Ava is 11 months old now, which even my dodgy maths tells me means she’ll be 1 year old in just under a month.
The first-birthday-party invitations have been sent (if you can call setting up a Facebook event “sending invitations”) and cursory discussions have been had about what we’ll do on the day.
Her birthday is a Thursday, so Dylan, his American cousins who will be staying with us, and I will pop a cork on the comfort of our couch on April 4. Her party (and I use that phrase lightly) will be the following Sunday.
Now, I’m not one for lavish celebrations, being a very lazy person who hates bowing to peer pressure. So there will be no official photographer (not one I’d pay, anyway), no theme, no goodie bags, no decor and no finger foods. There will not even be a toilet. Or a changing or breast-feeding area (these two are essential to any successful first-birthday party, apparently – more on this later).
Essentially, we are going for a picnic on the Common, with some bottles of champagne in a cooler box, and our guests will meet us there. They will stay for as short or as long as they like, share some bubbles, enjoy the nature, and then move along when they’ve had enough (or when the champagne runs out). They will also bring their dogs. This was an essential inclusion for us as our friends are at the puppy-acquiring stage (they say that we “jumped the gun” by having Ava, but, in our defence, we passed Go and collected R200 first – ie, also acquired some puppies).
But according to Baby Centre (actually, Baby CENTER – somehow I ended up “with” the US version while I was pregnant, and changing over is like trying to cancel a Virgin Active contract: not humanly possible), I have disobeyed all the essential rules of throwing the first-birthday party for your LO (which, FYI, is mommy-forum-speak for Little One, the gender-neutral term for “child”, as opposed to DD – darling daughter – or DS – which I’m sure you can guess … this is about as far as I got in decoding the jargon of the dark and twisted maze of mommy-forums before I retreated in haste about 11 months ago).
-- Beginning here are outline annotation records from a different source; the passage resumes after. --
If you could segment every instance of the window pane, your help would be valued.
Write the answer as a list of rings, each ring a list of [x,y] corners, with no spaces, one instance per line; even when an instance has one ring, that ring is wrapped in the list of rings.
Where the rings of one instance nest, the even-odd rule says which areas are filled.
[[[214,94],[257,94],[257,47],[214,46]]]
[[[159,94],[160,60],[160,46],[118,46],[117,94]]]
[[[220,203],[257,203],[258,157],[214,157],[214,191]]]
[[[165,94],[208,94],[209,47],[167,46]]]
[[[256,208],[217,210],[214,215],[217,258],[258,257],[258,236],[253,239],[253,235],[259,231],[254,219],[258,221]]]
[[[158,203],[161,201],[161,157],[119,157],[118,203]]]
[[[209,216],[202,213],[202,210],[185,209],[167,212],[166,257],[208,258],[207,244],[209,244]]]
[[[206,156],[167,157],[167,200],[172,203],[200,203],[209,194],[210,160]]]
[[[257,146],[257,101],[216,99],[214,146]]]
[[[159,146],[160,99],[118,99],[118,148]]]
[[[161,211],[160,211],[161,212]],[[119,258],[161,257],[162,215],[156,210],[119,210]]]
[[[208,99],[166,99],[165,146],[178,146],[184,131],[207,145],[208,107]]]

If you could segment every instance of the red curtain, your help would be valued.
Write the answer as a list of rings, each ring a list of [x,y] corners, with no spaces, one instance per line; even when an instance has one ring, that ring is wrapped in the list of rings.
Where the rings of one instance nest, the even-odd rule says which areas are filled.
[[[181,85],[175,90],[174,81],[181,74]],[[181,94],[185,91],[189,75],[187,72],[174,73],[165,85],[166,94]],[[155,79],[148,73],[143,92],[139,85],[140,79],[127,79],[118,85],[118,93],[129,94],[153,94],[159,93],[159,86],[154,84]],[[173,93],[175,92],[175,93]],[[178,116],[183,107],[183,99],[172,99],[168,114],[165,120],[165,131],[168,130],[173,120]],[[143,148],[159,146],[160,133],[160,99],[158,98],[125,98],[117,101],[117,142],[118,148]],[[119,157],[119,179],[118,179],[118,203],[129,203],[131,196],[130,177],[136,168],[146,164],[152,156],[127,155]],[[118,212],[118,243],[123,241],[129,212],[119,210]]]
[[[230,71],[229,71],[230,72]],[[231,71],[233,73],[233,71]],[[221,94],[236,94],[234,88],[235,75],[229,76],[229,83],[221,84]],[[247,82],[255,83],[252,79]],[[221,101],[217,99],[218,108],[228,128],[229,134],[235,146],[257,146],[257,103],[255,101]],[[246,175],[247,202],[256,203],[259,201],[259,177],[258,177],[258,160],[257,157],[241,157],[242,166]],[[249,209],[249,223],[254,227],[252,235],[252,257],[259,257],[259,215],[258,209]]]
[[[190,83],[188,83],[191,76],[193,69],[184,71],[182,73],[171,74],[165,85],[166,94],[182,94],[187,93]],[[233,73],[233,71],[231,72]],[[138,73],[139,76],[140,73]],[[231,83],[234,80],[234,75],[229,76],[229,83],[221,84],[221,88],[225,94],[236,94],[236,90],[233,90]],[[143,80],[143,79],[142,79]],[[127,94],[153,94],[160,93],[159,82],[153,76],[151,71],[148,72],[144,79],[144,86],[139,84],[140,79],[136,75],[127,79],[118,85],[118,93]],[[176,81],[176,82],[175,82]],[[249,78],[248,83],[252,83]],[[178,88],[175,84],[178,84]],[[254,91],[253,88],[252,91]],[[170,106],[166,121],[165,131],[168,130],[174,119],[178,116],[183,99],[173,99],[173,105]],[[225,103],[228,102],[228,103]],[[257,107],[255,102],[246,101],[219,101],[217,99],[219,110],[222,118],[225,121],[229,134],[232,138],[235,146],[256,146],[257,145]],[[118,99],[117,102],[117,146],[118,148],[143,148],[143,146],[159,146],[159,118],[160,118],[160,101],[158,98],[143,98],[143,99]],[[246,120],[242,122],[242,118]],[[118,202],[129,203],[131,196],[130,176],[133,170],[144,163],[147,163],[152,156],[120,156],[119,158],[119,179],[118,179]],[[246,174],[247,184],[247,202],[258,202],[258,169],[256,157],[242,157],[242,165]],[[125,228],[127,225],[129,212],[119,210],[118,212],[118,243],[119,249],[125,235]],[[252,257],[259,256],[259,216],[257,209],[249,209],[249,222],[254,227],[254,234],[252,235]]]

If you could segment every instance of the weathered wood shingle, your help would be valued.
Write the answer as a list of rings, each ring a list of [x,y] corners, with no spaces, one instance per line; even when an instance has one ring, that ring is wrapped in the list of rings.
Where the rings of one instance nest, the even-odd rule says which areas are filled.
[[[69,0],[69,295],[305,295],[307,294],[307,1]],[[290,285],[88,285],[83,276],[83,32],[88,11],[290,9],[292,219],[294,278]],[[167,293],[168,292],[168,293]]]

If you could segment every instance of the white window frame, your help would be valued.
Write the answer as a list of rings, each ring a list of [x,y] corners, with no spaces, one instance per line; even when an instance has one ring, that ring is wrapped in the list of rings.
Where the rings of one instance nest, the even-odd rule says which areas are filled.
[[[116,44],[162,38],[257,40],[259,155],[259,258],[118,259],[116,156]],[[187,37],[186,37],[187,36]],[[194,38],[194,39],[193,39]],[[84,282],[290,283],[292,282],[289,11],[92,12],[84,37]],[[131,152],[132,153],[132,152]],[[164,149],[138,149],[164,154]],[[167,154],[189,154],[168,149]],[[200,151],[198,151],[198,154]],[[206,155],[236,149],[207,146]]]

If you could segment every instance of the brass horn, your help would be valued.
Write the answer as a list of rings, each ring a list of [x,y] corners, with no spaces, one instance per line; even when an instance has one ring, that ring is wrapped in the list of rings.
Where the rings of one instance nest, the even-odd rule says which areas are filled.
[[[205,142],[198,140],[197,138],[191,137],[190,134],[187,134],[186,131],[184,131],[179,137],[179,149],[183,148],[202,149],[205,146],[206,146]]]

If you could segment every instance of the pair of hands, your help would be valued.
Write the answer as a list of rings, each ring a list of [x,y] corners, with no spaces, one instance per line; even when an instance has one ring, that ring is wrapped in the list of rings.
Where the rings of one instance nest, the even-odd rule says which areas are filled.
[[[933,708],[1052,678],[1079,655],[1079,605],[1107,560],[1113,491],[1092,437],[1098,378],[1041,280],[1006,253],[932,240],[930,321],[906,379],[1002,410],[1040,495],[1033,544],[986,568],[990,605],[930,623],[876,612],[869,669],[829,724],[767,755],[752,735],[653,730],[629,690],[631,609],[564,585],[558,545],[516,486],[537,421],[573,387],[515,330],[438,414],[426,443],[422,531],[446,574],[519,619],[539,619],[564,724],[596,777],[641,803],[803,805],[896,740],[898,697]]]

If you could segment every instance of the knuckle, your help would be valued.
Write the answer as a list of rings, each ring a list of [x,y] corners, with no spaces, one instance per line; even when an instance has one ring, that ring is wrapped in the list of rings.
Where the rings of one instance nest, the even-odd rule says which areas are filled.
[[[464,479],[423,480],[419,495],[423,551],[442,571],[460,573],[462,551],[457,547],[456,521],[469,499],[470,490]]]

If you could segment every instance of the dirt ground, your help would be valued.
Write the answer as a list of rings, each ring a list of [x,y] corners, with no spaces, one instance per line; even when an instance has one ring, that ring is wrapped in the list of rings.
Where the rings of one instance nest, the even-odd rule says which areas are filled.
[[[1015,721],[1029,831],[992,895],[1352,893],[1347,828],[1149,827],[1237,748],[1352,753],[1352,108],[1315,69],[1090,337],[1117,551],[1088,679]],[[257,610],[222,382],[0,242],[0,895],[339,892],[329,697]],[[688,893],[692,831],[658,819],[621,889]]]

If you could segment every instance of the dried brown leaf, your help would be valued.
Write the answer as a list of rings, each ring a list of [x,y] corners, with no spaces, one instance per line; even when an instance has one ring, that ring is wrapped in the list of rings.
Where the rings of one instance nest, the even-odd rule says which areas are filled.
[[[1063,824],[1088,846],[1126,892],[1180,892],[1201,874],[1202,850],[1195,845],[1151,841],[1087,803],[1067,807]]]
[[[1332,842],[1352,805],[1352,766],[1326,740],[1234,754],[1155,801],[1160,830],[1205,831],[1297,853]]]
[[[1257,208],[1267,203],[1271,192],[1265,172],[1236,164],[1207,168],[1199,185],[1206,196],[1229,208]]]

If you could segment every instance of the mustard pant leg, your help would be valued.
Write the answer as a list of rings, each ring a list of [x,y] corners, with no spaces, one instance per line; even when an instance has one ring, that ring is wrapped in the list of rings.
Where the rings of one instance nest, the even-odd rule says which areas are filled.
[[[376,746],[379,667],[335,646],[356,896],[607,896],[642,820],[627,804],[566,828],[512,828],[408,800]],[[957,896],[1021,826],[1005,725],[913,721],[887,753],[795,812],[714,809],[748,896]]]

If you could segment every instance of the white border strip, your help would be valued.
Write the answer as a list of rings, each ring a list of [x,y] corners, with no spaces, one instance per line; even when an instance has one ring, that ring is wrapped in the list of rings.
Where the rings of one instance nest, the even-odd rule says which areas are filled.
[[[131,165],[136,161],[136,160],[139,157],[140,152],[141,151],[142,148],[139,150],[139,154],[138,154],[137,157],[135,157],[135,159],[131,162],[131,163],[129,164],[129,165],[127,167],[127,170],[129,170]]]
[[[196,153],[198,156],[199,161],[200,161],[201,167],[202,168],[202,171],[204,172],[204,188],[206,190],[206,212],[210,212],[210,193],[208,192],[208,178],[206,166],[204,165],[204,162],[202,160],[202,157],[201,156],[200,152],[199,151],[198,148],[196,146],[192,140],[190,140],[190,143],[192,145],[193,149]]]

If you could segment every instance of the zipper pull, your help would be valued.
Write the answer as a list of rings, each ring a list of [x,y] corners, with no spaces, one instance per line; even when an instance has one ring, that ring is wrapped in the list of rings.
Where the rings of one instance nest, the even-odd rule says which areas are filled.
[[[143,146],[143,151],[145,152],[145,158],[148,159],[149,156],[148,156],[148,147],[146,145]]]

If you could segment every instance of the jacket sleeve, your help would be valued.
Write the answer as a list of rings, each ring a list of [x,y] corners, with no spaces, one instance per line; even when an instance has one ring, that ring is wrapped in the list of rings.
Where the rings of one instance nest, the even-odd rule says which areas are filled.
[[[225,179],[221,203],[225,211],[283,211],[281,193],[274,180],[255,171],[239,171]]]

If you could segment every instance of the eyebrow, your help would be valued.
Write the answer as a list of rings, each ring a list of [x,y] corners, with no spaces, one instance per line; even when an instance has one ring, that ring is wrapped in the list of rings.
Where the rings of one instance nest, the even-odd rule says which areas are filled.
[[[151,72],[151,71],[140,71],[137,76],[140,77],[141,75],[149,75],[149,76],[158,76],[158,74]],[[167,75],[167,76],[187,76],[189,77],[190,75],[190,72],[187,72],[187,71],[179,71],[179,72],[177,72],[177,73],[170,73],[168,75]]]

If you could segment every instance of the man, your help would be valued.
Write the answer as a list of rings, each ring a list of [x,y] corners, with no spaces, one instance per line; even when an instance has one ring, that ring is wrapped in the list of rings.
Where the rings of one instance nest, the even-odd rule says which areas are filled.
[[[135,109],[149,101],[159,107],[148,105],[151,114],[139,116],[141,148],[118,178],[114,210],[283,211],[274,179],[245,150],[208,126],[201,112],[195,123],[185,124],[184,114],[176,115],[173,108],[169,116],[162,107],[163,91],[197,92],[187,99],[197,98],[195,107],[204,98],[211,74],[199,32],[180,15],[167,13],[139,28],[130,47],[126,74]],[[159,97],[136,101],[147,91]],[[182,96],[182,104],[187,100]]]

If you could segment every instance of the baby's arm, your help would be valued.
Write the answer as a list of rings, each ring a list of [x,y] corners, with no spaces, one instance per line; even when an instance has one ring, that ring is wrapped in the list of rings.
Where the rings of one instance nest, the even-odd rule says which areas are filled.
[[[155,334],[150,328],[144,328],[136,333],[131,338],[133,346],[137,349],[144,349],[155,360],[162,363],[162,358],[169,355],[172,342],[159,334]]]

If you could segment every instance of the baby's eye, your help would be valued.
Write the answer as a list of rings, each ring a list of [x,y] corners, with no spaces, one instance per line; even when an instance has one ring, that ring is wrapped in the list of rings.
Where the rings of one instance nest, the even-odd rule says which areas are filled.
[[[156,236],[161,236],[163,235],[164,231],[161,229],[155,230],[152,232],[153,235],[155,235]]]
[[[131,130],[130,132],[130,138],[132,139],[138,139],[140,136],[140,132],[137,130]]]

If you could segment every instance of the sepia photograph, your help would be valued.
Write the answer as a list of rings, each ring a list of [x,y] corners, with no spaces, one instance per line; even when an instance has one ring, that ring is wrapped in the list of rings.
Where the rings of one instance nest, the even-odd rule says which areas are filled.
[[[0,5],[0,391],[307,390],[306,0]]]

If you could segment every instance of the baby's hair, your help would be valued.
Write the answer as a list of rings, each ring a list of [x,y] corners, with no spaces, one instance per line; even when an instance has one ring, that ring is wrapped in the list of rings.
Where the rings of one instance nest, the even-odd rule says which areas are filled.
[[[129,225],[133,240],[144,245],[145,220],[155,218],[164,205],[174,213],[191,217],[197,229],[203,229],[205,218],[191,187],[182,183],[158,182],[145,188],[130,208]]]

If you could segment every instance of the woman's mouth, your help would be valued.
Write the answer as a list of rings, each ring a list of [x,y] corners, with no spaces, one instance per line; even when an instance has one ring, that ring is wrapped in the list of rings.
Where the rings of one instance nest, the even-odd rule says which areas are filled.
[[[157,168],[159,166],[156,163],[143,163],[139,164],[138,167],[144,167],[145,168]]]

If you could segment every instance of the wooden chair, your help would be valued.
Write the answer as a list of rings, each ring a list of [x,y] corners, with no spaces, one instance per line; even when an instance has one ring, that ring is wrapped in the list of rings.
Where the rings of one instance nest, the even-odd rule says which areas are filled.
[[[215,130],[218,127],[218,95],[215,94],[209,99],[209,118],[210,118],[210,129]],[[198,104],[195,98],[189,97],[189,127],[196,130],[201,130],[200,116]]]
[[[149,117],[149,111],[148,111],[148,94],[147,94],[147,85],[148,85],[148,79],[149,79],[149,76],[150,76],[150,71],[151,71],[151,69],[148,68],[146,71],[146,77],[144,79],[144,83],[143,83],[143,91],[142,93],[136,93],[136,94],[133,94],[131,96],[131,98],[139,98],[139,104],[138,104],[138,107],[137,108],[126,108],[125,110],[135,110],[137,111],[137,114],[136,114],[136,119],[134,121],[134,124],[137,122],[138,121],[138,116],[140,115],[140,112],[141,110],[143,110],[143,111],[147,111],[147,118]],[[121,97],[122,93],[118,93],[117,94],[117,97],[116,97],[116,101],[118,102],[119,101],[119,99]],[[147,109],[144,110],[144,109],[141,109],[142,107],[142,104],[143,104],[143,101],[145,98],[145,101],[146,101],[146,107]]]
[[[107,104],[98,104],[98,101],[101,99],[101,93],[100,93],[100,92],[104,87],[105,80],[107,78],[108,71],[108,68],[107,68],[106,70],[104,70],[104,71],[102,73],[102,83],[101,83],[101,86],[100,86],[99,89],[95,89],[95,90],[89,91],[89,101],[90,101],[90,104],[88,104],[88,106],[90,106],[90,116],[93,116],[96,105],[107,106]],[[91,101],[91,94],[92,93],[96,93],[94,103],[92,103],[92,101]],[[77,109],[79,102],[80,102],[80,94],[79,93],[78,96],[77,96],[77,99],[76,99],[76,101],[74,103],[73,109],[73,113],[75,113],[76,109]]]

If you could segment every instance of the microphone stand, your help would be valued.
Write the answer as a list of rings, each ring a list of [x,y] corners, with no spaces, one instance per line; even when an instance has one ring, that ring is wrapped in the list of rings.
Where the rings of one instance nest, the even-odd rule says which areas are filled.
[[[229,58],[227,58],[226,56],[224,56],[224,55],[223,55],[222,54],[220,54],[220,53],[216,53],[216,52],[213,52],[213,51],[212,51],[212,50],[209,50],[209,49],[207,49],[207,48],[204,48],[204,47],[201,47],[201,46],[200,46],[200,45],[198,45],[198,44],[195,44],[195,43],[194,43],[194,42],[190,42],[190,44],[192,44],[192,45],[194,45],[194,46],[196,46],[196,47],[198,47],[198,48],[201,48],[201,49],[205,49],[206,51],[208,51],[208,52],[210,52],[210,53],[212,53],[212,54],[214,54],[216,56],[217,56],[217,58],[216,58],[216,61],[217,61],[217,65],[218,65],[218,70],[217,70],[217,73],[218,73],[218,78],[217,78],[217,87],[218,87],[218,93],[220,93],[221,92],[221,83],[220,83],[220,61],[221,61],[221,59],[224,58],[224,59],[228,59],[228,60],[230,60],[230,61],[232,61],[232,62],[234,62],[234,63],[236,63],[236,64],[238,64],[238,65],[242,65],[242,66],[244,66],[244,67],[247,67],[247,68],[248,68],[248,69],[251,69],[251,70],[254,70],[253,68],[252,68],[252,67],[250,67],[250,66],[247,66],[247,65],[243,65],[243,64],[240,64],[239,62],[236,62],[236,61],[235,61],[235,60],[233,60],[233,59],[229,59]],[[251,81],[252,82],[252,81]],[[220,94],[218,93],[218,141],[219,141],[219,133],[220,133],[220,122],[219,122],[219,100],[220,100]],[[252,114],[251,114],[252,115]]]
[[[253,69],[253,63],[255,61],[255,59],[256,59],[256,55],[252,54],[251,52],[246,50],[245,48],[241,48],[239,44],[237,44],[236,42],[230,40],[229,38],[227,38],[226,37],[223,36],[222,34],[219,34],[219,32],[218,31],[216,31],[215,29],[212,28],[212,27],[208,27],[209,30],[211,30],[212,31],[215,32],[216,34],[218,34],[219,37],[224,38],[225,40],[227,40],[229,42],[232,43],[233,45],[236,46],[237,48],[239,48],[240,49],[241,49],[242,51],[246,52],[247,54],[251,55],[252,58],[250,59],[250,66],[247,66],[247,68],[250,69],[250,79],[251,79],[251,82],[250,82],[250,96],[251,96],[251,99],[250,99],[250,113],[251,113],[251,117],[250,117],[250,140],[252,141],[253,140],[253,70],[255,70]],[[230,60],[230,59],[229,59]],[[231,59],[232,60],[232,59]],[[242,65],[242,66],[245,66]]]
Baby Center says you should:
- Cater to babies with varying numbers of teeth by providing all different kinds of finger foods, including pasta spirals, blocks of cheese and peeled bits of soft fruit
- Have a private, quiet area for breast-feeding moms
- Have a clean, private area for nappy-changing
- Keep pets away from the party
- Take diligent notes as to who’s given which gifts, as baby will probably rip labels and cards off as soon as she gets her hands on them
- Supply milk, water and diluted fruit juice in sippy cups, and
- Give board books as parting gifts to guests
As much as pasta spirals have been a hit at baby-gatherings I’ve been to with Ava, there is simply no chance that I’m going to spend Sunday morning cooking pasta or peeling bits of fruit. Also, I only have one sippy cup, and it goes everywhere with Ava – I’m hoping the same is true for the baby-guests. And I’ve never understood the idea of giving guests presents. It’s supposed to be the other way round. Surely. And finally, guests have been asked to bring donations to a children’s hospital rather than toys for Ava, so hopefully I won’t have to take any notes at all. All in all, and completely unwittingly, I have resoundingly defied the rules of traditional first-birthday parties.
The result (*crosses fingers*): a gloriously relaxed affair in a beautiful meadow surrounded by trees and family from afar and dear friends, celebrating and being communally grateful for the fact that Ava exists, and has enriched our lives for 365 – and a bit – days.
Now I just have to hope that the babies who attend are dog-friendly (in my experience, babies can inflict more distress on puppies than vice versa – within well-behaved-socialised-dog reason, obviously), that their parents will be content to change and/or breast-feed them in their cars or behind a tree, and that toddlers can easily be escorted across the road to the Farm Village loos in time.
The one nod to tradition will be the cake. There will be cake. Fittingly, in the shape of a tree. Ava likes trees more than pretty much everything, including bears and bunnies and ladybirds and all manner of other typical one-year-old-girl cake shapes.
What Baby Center did, very helpfully, alert me to was the chance of my LO (sigh) grabbing the candle instead of blowing on it. Who would’ve thought that blowing out candles isn’t something kids are born with the ability to do – much like burping or rolling or all those other things I assumed we’d all been able to do from day one.